Operative Treatment of Femur Fractures Using Flexible IM Nails


Joseph L. Yellin

John M. Flynn



Until the early 1990s, most children who sustained a femoral diaphyseal fracture were treated with spica casting or traction followed by delayed casting. In recent years, however, there has been an increasing trend among pediatric orthopedic traumatologists to perform operative fixation to mobilize the child, minimize the psychosocial impact of prolonged casting, and accelerate return to function. In older children and adolescents, surgeons have also recognized that operative management has yielded less shortening and angular deformity than did traction and casting. Through the 1980s and early 1990s, treatment preferences evolved from traction and casting to external fixation, standard plating, and adult-style reamed intramedullary nailing. However, complications from external fixation (refracture and pin-site complications), open plating (morbidity of open surgery), and reamed nailing (avascular necrosis of femoral head and risk of physeal closure) limit the widespread use of these techniques to treat the skeletally immature child. Although the French have used titanium elastic nails (TENs) with great success for a number of decades, it was not until the mid-1990s that elastic nailing gained acceptance in the United States. Since then, several studies have shown flexible nailing to have a very favorable risk-benefit profile as a treatment for femoral shaft fractures in children. The rapid nationwide adoption of flexible nailing as a standard of care at many pediatric trauma centers attests to the relatively short learning curve for surgeons and the effectiveness and safety for patients.





PREOPERATIVE PLANNING

All children with femoral shaft fractures should undergo a full trauma evaluation in search of other injuries.
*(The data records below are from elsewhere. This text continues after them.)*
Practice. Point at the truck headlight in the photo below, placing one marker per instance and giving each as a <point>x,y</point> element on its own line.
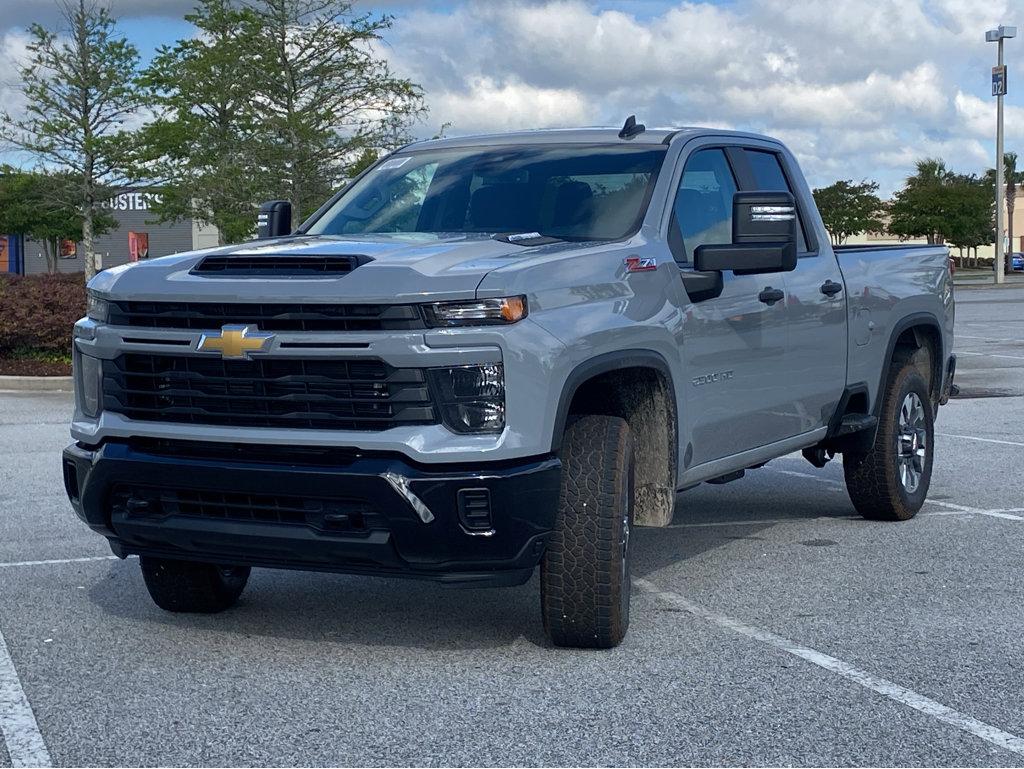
<point>471,397</point>
<point>97,309</point>
<point>476,312</point>
<point>88,378</point>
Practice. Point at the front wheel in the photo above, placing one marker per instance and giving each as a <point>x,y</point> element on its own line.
<point>187,586</point>
<point>585,574</point>
<point>890,480</point>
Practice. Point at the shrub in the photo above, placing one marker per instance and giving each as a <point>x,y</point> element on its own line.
<point>38,311</point>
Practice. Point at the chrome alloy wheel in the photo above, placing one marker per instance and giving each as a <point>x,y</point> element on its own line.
<point>911,442</point>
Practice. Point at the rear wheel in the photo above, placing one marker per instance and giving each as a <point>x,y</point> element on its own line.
<point>890,480</point>
<point>187,586</point>
<point>585,574</point>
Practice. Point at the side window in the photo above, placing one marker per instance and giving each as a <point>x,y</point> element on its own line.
<point>702,211</point>
<point>769,176</point>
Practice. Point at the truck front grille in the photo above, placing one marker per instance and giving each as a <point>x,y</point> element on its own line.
<point>352,394</point>
<point>338,516</point>
<point>210,315</point>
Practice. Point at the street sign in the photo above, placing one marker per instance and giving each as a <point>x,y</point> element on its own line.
<point>999,81</point>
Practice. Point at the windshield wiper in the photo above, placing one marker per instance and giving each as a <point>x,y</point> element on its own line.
<point>528,239</point>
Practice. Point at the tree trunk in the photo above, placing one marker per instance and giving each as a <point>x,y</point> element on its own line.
<point>1010,228</point>
<point>50,252</point>
<point>87,243</point>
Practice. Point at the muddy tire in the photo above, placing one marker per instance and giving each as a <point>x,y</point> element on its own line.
<point>190,587</point>
<point>585,574</point>
<point>890,480</point>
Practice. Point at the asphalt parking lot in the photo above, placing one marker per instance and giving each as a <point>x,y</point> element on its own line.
<point>770,626</point>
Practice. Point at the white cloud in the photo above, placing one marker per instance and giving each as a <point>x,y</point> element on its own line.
<point>13,55</point>
<point>859,88</point>
<point>486,105</point>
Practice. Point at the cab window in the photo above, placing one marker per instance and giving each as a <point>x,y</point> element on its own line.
<point>702,210</point>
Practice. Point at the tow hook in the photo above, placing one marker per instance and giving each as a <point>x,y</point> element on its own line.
<point>817,456</point>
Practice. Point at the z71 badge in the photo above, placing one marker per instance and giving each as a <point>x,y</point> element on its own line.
<point>640,263</point>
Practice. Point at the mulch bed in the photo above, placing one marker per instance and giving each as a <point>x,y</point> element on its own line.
<point>29,368</point>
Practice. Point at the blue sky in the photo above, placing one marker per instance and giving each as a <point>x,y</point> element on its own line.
<point>858,88</point>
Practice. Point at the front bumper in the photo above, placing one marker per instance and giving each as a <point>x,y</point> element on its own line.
<point>316,510</point>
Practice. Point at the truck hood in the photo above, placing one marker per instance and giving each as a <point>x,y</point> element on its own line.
<point>400,269</point>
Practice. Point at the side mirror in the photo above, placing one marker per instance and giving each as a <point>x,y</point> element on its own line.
<point>764,237</point>
<point>274,219</point>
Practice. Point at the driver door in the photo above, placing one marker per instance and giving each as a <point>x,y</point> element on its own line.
<point>733,344</point>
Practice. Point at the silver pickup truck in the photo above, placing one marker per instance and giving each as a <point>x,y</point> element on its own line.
<point>494,352</point>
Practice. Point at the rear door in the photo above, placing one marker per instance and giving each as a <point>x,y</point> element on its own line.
<point>734,343</point>
<point>815,304</point>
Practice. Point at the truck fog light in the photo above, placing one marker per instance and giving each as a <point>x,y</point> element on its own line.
<point>471,397</point>
<point>87,378</point>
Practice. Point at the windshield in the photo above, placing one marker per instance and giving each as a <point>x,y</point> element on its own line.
<point>576,193</point>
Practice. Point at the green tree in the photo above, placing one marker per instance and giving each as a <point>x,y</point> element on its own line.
<point>970,212</point>
<point>35,205</point>
<point>325,95</point>
<point>849,208</point>
<point>921,209</point>
<point>80,88</point>
<point>205,141</point>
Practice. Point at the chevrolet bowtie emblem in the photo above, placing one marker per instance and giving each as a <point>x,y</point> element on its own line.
<point>235,341</point>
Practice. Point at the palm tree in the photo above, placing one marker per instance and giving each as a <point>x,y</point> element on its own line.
<point>1011,178</point>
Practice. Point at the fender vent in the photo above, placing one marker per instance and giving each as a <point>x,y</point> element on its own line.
<point>278,266</point>
<point>474,509</point>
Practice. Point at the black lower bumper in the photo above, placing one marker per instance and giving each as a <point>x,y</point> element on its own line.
<point>317,510</point>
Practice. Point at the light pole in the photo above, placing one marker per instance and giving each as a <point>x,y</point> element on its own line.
<point>998,90</point>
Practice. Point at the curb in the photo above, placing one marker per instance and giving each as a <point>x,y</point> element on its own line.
<point>36,384</point>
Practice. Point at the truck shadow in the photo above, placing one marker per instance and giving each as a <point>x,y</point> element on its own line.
<point>404,613</point>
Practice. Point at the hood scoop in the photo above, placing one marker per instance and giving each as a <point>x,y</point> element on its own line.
<point>281,265</point>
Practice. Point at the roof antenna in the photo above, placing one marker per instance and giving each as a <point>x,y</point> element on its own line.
<point>632,128</point>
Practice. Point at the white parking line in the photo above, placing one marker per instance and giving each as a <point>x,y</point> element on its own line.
<point>17,722</point>
<point>818,478</point>
<point>59,560</point>
<point>990,354</point>
<point>987,339</point>
<point>762,521</point>
<point>984,440</point>
<point>882,686</point>
<point>952,508</point>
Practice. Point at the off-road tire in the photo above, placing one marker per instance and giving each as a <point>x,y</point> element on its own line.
<point>186,586</point>
<point>585,574</point>
<point>872,477</point>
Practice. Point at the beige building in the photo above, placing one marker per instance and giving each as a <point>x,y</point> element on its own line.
<point>985,253</point>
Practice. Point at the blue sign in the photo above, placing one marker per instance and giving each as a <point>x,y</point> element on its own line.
<point>999,81</point>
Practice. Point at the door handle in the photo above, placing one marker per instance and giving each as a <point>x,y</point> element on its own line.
<point>829,288</point>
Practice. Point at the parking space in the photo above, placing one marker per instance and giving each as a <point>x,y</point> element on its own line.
<point>770,626</point>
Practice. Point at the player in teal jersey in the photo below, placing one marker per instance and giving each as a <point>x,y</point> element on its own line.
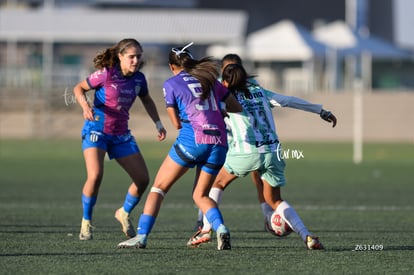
<point>254,146</point>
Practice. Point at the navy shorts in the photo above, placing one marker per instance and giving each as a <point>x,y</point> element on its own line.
<point>209,157</point>
<point>117,146</point>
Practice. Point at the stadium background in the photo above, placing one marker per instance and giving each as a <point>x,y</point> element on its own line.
<point>32,107</point>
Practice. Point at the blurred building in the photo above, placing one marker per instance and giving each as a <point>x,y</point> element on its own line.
<point>50,43</point>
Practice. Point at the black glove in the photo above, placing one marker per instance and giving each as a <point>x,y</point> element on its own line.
<point>328,116</point>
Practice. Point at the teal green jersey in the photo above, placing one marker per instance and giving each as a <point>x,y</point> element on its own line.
<point>254,130</point>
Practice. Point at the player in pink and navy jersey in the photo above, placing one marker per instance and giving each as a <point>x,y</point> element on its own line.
<point>117,83</point>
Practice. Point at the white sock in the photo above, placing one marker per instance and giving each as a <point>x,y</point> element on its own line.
<point>266,209</point>
<point>215,194</point>
<point>200,215</point>
<point>292,218</point>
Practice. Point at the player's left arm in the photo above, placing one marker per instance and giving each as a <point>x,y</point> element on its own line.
<point>301,104</point>
<point>152,111</point>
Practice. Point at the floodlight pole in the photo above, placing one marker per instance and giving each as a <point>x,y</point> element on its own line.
<point>358,123</point>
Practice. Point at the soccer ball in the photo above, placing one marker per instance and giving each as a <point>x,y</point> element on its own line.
<point>279,225</point>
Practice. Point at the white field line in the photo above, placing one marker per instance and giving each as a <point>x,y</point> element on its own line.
<point>28,206</point>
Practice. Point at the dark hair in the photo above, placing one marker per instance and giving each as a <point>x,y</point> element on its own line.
<point>205,70</point>
<point>109,57</point>
<point>236,77</point>
<point>231,58</point>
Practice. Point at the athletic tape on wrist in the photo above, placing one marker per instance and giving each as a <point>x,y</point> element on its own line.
<point>158,125</point>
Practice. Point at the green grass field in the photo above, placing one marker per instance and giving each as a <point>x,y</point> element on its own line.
<point>348,206</point>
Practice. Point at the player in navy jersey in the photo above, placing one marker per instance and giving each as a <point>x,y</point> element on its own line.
<point>117,83</point>
<point>192,98</point>
<point>254,146</point>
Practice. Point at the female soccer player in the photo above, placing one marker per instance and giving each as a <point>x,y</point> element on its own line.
<point>117,83</point>
<point>254,146</point>
<point>232,58</point>
<point>192,97</point>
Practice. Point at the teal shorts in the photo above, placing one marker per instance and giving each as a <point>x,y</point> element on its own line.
<point>270,167</point>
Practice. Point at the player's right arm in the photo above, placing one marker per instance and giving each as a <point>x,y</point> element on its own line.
<point>80,94</point>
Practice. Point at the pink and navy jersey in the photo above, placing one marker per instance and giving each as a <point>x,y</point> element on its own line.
<point>201,119</point>
<point>114,96</point>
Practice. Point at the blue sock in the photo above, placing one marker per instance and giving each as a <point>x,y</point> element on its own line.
<point>214,217</point>
<point>130,202</point>
<point>88,203</point>
<point>145,224</point>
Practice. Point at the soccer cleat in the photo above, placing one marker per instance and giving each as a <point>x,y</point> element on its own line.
<point>313,243</point>
<point>199,237</point>
<point>139,241</point>
<point>223,238</point>
<point>268,228</point>
<point>123,218</point>
<point>199,224</point>
<point>86,230</point>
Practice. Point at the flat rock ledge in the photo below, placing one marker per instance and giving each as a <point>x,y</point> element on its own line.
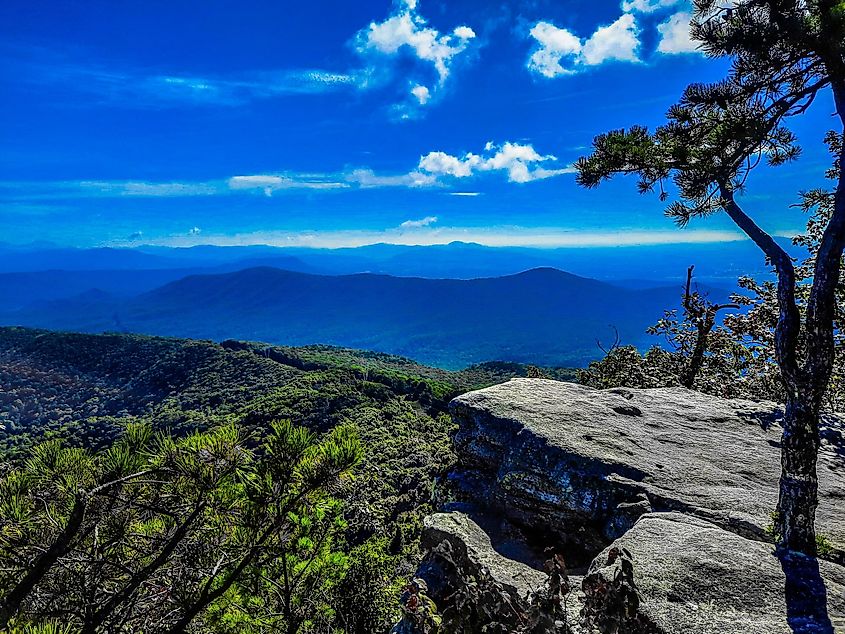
<point>584,464</point>
<point>682,483</point>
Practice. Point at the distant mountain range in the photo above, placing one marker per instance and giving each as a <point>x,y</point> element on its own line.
<point>716,263</point>
<point>542,316</point>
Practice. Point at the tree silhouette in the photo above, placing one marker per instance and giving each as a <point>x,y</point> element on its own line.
<point>784,54</point>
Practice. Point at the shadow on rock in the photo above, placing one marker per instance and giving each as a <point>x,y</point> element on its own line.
<point>805,594</point>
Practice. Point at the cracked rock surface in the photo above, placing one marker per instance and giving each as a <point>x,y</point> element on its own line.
<point>586,463</point>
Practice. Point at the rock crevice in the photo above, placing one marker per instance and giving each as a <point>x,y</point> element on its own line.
<point>682,483</point>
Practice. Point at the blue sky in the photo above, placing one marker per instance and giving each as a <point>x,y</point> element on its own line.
<point>345,123</point>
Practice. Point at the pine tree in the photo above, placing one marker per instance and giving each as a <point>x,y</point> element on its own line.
<point>784,55</point>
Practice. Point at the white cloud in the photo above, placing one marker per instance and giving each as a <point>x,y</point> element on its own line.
<point>422,93</point>
<point>521,162</point>
<point>367,178</point>
<point>561,52</point>
<point>418,224</point>
<point>406,31</point>
<point>647,6</point>
<point>675,35</point>
<point>270,183</point>
<point>618,41</point>
<point>555,44</point>
<point>144,189</point>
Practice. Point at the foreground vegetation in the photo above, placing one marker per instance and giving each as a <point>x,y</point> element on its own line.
<point>170,448</point>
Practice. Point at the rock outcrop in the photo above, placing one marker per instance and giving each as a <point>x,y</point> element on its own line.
<point>667,492</point>
<point>696,578</point>
<point>585,464</point>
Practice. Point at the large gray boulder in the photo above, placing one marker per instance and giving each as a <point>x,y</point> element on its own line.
<point>696,578</point>
<point>585,463</point>
<point>457,537</point>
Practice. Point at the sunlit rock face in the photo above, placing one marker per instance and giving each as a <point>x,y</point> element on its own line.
<point>584,464</point>
<point>660,499</point>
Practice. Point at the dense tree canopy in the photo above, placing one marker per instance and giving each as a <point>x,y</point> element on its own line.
<point>785,54</point>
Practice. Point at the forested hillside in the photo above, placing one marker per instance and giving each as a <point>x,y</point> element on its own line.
<point>542,316</point>
<point>86,390</point>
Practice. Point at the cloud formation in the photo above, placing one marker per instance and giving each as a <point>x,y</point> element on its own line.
<point>406,32</point>
<point>418,224</point>
<point>495,236</point>
<point>561,52</point>
<point>675,35</point>
<point>140,89</point>
<point>521,162</point>
<point>647,6</point>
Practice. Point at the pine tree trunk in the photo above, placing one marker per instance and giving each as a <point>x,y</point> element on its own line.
<point>798,499</point>
<point>697,358</point>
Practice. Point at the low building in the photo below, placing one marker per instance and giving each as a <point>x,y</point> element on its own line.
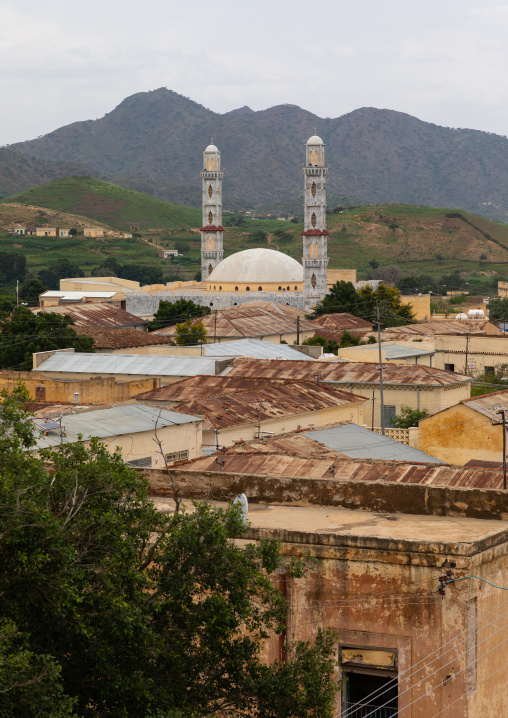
<point>243,409</point>
<point>380,535</point>
<point>97,314</point>
<point>419,387</point>
<point>132,428</point>
<point>45,232</point>
<point>67,364</point>
<point>470,430</point>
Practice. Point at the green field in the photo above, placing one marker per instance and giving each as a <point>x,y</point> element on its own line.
<point>109,203</point>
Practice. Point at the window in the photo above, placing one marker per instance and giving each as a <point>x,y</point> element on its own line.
<point>144,463</point>
<point>390,413</point>
<point>177,456</point>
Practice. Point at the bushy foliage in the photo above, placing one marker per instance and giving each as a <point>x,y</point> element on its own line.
<point>126,611</point>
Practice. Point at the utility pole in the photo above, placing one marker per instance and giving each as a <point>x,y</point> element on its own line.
<point>501,411</point>
<point>382,408</point>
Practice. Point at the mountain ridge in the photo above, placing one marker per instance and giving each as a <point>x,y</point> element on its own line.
<point>156,139</point>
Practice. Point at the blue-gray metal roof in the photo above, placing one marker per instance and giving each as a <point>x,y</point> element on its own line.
<point>360,443</point>
<point>255,348</point>
<point>135,364</point>
<point>116,421</point>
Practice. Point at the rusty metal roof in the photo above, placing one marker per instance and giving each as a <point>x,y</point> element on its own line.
<point>282,465</point>
<point>249,321</point>
<point>114,338</point>
<point>267,400</point>
<point>345,372</point>
<point>97,314</point>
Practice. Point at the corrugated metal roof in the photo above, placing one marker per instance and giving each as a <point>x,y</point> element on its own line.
<point>357,442</point>
<point>255,348</point>
<point>134,364</point>
<point>116,421</point>
<point>97,314</point>
<point>346,372</point>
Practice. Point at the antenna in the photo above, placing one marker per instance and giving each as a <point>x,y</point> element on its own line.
<point>241,500</point>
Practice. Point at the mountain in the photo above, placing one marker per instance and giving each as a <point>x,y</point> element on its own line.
<point>106,202</point>
<point>377,155</point>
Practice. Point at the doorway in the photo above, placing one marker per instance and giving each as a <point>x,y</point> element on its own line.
<point>370,694</point>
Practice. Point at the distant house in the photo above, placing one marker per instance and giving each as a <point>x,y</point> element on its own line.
<point>93,232</point>
<point>45,232</point>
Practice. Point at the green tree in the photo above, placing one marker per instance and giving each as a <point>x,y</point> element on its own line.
<point>30,290</point>
<point>147,614</point>
<point>409,417</point>
<point>170,313</point>
<point>25,333</point>
<point>189,333</point>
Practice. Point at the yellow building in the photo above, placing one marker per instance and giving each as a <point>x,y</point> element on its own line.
<point>472,429</point>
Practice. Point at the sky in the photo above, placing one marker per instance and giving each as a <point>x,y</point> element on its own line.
<point>443,61</point>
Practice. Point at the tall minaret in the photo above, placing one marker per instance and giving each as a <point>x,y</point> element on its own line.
<point>212,230</point>
<point>315,242</point>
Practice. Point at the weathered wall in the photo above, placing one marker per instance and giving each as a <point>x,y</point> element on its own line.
<point>97,390</point>
<point>460,434</point>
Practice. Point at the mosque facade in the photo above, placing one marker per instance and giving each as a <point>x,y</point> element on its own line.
<point>260,273</point>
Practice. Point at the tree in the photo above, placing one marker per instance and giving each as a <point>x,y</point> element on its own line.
<point>25,333</point>
<point>409,417</point>
<point>189,333</point>
<point>30,291</point>
<point>170,313</point>
<point>147,614</point>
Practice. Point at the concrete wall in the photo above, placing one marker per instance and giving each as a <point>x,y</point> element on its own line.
<point>97,390</point>
<point>460,434</point>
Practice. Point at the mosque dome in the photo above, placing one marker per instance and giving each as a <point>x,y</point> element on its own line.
<point>255,266</point>
<point>315,140</point>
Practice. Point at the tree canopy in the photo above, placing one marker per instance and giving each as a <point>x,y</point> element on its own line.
<point>111,608</point>
<point>24,333</point>
<point>170,313</point>
<point>343,297</point>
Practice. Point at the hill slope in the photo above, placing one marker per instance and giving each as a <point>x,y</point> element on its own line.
<point>378,155</point>
<point>109,203</point>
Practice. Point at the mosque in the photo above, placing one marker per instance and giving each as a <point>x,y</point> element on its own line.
<point>253,274</point>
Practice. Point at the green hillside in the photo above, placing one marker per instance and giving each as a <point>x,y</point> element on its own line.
<point>109,203</point>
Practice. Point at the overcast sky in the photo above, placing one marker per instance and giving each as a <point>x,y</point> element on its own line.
<point>444,61</point>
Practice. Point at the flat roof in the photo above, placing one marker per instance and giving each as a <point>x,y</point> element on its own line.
<point>336,526</point>
<point>104,423</point>
<point>134,364</point>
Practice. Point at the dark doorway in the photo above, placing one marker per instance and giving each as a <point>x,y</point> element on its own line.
<point>375,696</point>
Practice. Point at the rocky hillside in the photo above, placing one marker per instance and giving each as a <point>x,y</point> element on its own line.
<point>153,142</point>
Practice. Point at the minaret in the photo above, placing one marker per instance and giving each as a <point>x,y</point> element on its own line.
<point>314,235</point>
<point>212,230</point>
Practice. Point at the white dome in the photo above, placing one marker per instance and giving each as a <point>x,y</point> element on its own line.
<point>315,140</point>
<point>255,266</point>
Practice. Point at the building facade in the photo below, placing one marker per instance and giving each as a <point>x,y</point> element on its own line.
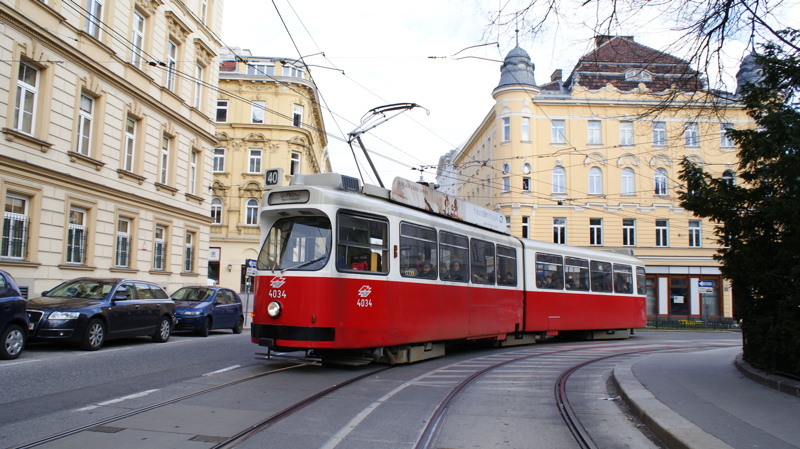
<point>268,119</point>
<point>108,130</point>
<point>593,161</point>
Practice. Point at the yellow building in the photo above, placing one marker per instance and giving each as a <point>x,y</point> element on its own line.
<point>268,119</point>
<point>593,161</point>
<point>108,138</point>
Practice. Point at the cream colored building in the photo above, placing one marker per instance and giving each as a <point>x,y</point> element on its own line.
<point>593,161</point>
<point>108,135</point>
<point>268,118</point>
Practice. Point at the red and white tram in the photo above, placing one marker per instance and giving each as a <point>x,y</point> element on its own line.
<point>356,271</point>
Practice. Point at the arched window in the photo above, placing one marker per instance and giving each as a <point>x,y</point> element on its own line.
<point>660,179</point>
<point>595,181</point>
<point>627,185</point>
<point>251,212</point>
<point>559,180</point>
<point>216,210</point>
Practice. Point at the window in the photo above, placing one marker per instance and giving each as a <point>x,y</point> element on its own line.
<point>627,185</point>
<point>482,261</point>
<point>254,161</point>
<point>219,160</point>
<point>251,212</point>
<point>160,248</point>
<point>628,232</point>
<point>15,227</point>
<point>261,68</point>
<point>559,180</point>
<point>725,141</point>
<point>595,181</point>
<point>76,236</point>
<point>172,65</point>
<point>85,118</point>
<point>601,277</point>
<point>659,134</point>
<point>137,39</point>
<point>690,134</point>
<point>594,136</point>
<point>660,180</point>
<point>130,144</point>
<point>577,271</point>
<point>216,211</point>
<point>27,90</point>
<point>596,231</point>
<point>163,172</point>
<point>662,233</point>
<point>549,271</point>
<point>94,18</point>
<point>198,86</point>
<point>418,251</point>
<point>122,258</point>
<point>188,253</point>
<point>695,234</point>
<point>526,129</point>
<point>259,107</point>
<point>626,133</point>
<point>294,163</point>
<point>557,132</point>
<point>506,265</point>
<point>222,111</point>
<point>297,116</point>
<point>560,231</point>
<point>193,172</point>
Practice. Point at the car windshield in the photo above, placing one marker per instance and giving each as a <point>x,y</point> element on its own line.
<point>83,288</point>
<point>192,294</point>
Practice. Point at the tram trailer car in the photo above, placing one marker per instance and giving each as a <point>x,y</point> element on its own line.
<point>354,274</point>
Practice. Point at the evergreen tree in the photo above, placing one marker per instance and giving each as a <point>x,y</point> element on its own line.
<point>757,217</point>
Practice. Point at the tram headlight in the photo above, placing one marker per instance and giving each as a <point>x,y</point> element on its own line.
<point>274,309</point>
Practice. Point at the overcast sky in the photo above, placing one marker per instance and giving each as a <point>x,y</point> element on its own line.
<point>384,49</point>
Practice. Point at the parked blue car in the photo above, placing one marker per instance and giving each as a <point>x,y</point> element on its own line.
<point>13,318</point>
<point>201,309</point>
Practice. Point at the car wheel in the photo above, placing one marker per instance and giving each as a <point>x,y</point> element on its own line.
<point>13,341</point>
<point>95,335</point>
<point>239,326</point>
<point>206,328</point>
<point>164,330</point>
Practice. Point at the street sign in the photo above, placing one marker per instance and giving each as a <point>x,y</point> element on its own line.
<point>273,178</point>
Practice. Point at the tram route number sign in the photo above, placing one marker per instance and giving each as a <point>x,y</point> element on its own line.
<point>273,177</point>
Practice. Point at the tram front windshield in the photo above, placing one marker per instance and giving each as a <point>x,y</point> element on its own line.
<point>297,243</point>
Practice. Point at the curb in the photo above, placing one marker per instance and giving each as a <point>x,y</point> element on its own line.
<point>675,431</point>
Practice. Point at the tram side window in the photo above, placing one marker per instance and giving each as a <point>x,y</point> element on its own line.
<point>363,244</point>
<point>549,271</point>
<point>641,283</point>
<point>482,261</point>
<point>417,251</point>
<point>577,271</point>
<point>506,265</point>
<point>453,257</point>
<point>601,277</point>
<point>297,243</point>
<point>623,278</point>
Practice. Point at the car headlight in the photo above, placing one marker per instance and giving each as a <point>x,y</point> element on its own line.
<point>274,309</point>
<point>64,316</point>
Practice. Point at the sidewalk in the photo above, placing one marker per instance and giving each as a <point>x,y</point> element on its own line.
<point>711,400</point>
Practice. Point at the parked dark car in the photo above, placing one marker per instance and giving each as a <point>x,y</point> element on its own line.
<point>89,311</point>
<point>201,309</point>
<point>13,318</point>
Full-length anteroposterior (AP) and lateral radiographs of the femur should be obtained to evaluate the fracture; in addition, radiographs of the hips and pelvis are standard for high-energy trauma. The nail size can be estimated by measuring the narrowest diameter of the femoral canal. In general, the appropriate nail is 40% of the smallest medullary diameter. For example, if the narrowest diameter were 1 cm, two 4-mm nails would be used. The largest possible nail diameter should always be used. Most pediatric femoral canals are wide enough to accommodate either a 3.5-mm or 4.0-mm nail.